The upper slope of the Garden’s Flora and Fauna Reserve is occupied by Box Ironbark Forest, EVC 61, a plant association commonly found in the Goldfields region in areas with low rainfall and shallow, infertile soils on undulating ground.
Box-Ironbark forests are unique to Australia and celebrated in literature and art, inspiring Banjo Paterson’s ‘The Man from Ironbark’, Steele Rudd’s ‘On our Selection’, and Henry Lawson’s ‘The Ironbark Chip’. Extending over much of Victoria inland of the Great Dividing Range, Box-Ironbark Forest has been extensively cleared and fragmented since European settlement for pastoral grazing, agriculture, gold mining and urban development.
Eucalypts, with the common names ‘Box’ and ‘Ironbark’, specifically Grey Box (Eucalyptus microcarpa), Red Box (Eucalyptus polyanthemos subsp. vestita) and Red Ironbark (Eucalyptus tricarpa) in the Goldfields bioregion, provide an over-canopy to approximately 20 metres under which there is a dense to open small tree and shrub layer.

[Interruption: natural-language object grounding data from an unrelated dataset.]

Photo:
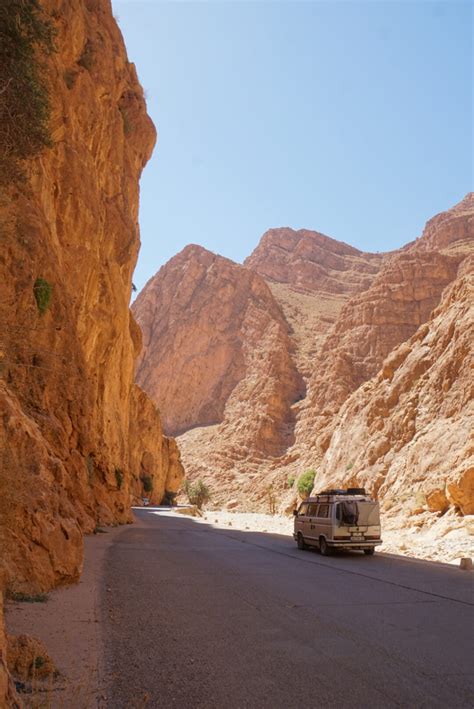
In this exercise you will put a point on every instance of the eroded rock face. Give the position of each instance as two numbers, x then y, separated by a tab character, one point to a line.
347	314
75	433
407	433
216	351
7	693
312	261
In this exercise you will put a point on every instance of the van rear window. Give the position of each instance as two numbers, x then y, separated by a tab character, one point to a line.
323	511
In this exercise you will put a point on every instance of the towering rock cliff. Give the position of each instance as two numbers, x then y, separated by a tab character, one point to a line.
217	353
407	433
78	439
346	313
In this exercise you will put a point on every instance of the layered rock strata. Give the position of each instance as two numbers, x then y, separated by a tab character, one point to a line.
346	313
217	351
78	440
407	434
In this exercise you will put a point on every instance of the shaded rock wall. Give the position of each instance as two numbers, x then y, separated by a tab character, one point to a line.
76	435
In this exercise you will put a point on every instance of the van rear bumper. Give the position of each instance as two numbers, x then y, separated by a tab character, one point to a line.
366	544
341	544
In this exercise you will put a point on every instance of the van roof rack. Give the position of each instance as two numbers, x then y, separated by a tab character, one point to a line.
349	491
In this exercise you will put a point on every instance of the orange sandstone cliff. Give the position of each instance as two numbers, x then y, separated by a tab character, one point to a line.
79	441
347	314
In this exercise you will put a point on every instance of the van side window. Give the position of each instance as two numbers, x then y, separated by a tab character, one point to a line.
323	511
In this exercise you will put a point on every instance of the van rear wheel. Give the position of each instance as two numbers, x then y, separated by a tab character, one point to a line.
323	547
300	541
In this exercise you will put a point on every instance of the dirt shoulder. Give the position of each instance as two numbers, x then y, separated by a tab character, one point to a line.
444	539
68	623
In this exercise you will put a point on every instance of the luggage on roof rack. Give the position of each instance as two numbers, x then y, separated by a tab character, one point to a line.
332	492
356	491
349	491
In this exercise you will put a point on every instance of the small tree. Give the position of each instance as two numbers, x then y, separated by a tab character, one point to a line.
197	493
271	499
147	483
305	483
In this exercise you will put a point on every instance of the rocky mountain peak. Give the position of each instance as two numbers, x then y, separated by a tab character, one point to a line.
311	261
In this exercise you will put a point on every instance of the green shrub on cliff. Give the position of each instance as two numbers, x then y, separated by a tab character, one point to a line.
197	493
42	291
305	483
25	33
147	483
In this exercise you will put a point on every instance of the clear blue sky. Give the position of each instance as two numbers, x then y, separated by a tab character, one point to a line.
351	118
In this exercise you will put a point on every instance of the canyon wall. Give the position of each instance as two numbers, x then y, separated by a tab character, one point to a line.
347	314
79	441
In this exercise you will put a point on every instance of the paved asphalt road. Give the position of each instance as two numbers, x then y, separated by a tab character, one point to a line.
199	617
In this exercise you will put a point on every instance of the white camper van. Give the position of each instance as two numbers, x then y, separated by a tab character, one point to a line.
338	519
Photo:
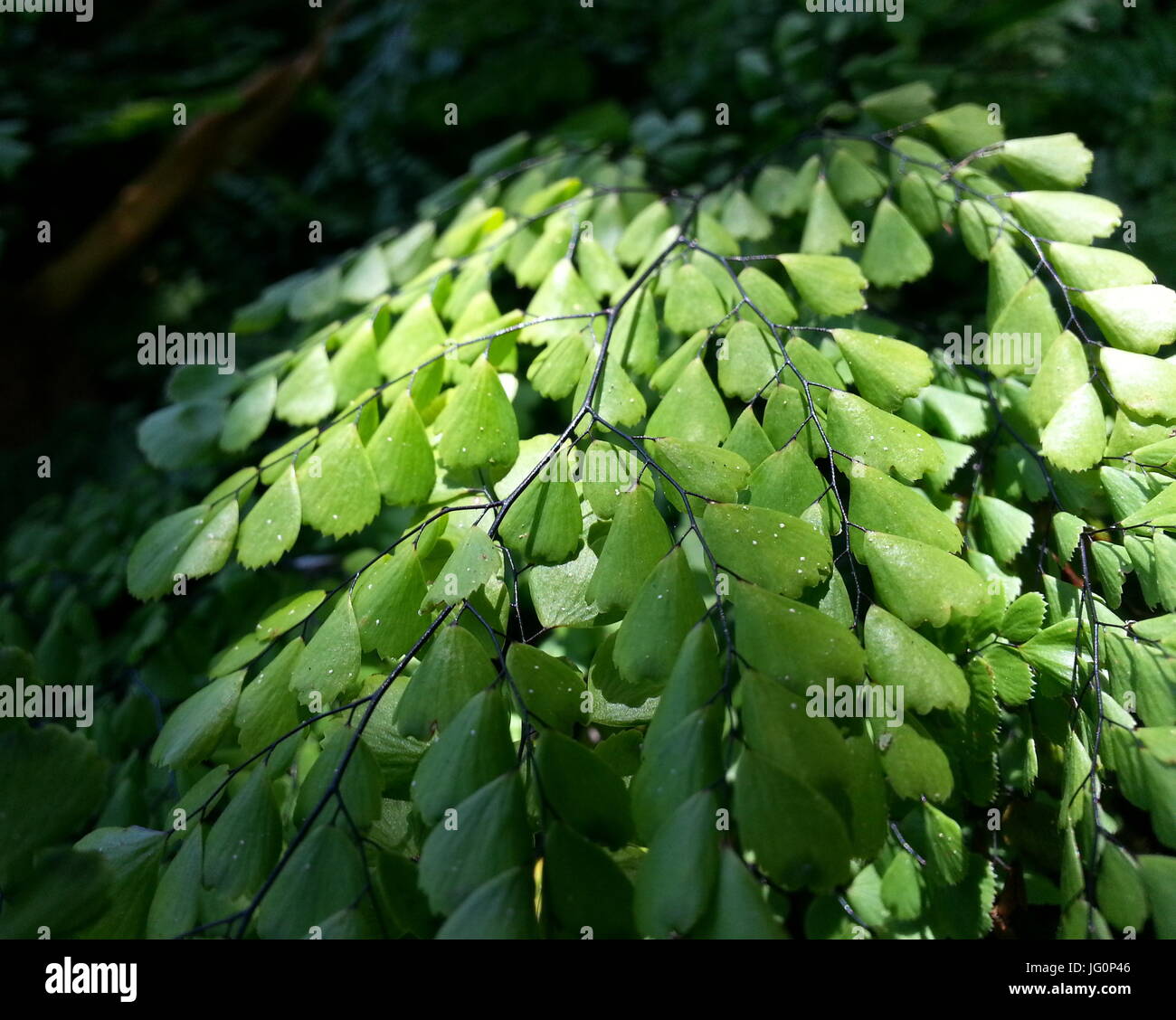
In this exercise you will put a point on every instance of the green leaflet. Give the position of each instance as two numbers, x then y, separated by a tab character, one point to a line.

The Australian national floral emblem, Golden Wattle (Acacia pycnantha), Drooping Cassia (Cassia arcuata) and Sweet Bursaria (Bursaria spinosa) form part of this large shrub layer, the Sweet Bursaria being vital to the presence of the Eltham Copper butterfly associated with the site. Box-Ironbark vegetation communities are species-rich with a high biodiversity.
A review of local vegetation provides home gardeners with valuable insight to plants that may prosper in their own dry conditions. Apart from the trees and shrubs identified, this habitat includes Black Anther Flax Lily (Dianella revoluta), Wattle Mat Rush (Lomandra filiformis), Grey Tussock Grass (Poa sieberiana), Shiny Everlasting (Xerochrysum viscosum) and Trailing Speedwell (Veronica plebeia), each a good garden subject.